What can multiprocessing and dill do together?
Asked Answered
V

4

59

I would like to use the multiprocessing library in Python. Sadly multiprocessing uses pickle which doesn't support functions with closures, lambdas, or functions in __main__. All three of these are important to me

In [1]: import pickle

In [2]: pickle.dumps(lambda x: x)
PicklingError: Can't pickle <function <lambda> at 0x23c0e60>: it's not found as __main__.<lambda>

Fortunately there is dill a more robust pickle. Apparently dill performs magic on import to make pickle work

In [3]: import dill

In [4]: pickle.dumps(lambda x: x)
Out[4]: "cdill.dill\n_load_type\np0\n(S'FunctionType'\np1 ...
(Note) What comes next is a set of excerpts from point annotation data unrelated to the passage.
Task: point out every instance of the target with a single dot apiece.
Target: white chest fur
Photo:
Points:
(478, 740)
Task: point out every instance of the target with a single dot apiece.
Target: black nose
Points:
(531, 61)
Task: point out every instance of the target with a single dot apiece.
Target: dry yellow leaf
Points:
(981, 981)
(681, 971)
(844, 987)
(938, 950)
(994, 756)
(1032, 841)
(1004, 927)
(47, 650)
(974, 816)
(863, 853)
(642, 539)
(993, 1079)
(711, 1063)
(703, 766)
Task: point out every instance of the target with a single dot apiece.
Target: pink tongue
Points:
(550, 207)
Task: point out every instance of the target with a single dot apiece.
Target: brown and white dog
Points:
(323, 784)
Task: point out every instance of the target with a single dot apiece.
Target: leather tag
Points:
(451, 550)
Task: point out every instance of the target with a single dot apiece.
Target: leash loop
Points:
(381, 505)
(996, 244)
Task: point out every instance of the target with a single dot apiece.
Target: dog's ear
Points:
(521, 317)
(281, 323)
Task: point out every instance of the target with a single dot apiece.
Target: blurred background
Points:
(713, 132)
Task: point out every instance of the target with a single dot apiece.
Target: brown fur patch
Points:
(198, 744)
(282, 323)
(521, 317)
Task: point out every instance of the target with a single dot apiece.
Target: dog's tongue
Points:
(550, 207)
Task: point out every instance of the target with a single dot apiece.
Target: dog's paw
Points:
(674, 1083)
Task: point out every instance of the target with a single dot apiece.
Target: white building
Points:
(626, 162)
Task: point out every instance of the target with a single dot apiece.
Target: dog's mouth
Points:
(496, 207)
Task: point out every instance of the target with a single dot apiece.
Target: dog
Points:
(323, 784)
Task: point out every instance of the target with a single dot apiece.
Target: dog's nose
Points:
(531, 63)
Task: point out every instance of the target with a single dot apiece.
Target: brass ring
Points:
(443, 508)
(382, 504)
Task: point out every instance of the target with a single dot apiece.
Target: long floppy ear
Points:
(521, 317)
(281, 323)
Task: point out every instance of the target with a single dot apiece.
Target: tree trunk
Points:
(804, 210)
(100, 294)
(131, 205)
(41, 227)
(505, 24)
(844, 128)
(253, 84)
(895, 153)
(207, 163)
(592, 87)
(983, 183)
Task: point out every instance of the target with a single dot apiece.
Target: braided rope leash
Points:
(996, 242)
This is very encouraging, particularly because I don't have access to the multiprocessing source code. Sadly, I still can't get this very basic example to work

import multiprocessing as mp
import dill

p = mp.Pool(4)
print p.map(lambda x: x**2, range(10))

Why is this? What am I missing? Exactly what are the limitations on the multiprocessing+dill combination?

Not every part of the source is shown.